Replace element in vector based on first letter of character string

Consider the vectors below:

ID <- c("A1","B1","C1","A2","B2","C2","Av1")

names <- c("ALPHA","BRAVO","CHARLIE","AVOCADO")


I want to replace the first character of each element in vector
ID
with vector
names
based on the first letter of vector
names
. I also want to add a
_0
before each number.

Note that the elements
Av1
and
AVOCADO
throw things off a bit, especially with the lowercase
v
in
Av1
.

The result should look like this:

res <- c("ALPHA_01","BRAVO_01","CHARLIE_01","ALPHA_02","BRAVO_02","CHARLIE_02", "AVOCADO_01")
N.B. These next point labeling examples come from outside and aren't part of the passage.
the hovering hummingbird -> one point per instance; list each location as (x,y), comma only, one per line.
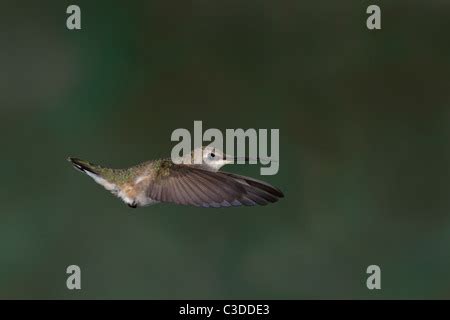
(164,181)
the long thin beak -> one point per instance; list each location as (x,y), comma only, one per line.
(246,159)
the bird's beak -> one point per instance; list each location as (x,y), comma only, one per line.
(245,159)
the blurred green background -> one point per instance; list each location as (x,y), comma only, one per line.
(364,153)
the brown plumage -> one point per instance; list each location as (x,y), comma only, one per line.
(201,185)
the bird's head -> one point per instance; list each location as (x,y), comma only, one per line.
(213,159)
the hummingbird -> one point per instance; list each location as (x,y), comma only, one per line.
(182,182)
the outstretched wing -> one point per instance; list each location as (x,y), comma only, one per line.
(187,185)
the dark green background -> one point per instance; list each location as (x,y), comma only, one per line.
(364,153)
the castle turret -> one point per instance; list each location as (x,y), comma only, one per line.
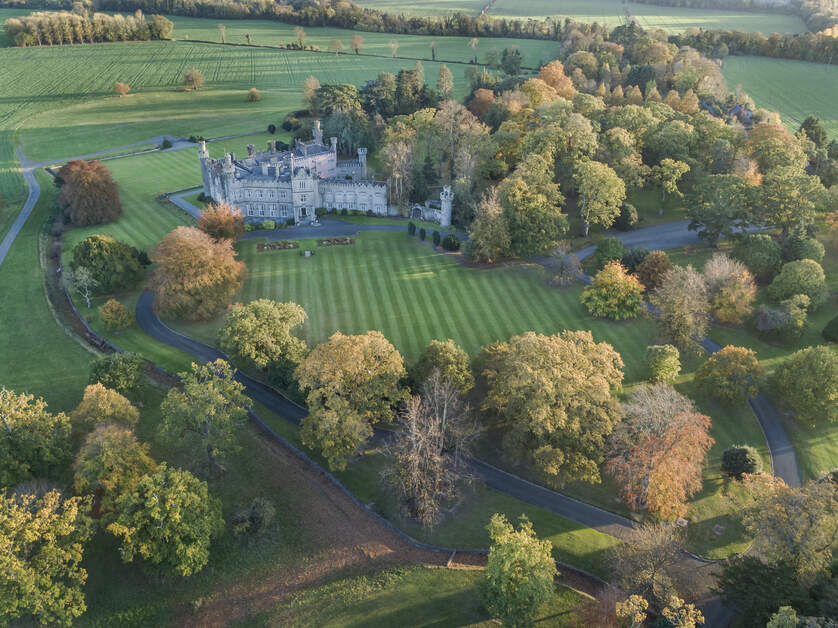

I know it should be done with
regex
but I've been trying for 2 days now and haven't got anywhere.

Answer

We can use gsubfn.

library(gsubfn)
#remove the number part from 'ID' (using `sub`) and get the unique elements
nm1 <- unique(sub("\\d+", "", ID))
#using gsubfn, replace the non-numeric elements with the matching 
#key/value pair in the replacement
#finally format to add the "_" with sub
sub("(\\d+)$", "_0\\1", gsubfn("(\\D+)", as.list(setNames(names, nm1)), ID))
#[1] "ALPHA_01"   "BRAVO_01"   "CHARLIE_01" "ALPHA_02" 
#[5] "BRAVO_02"   "CHARLIE_02" "AVOCADO_01"

The (\\d+) indicates one or more numeric elements, and (\\D+) is one or more non-numeric elements. We are wrapping it within the brackets to capture as a group and replace it with the backreference (\\1 - as it is the first backreference for the captured group).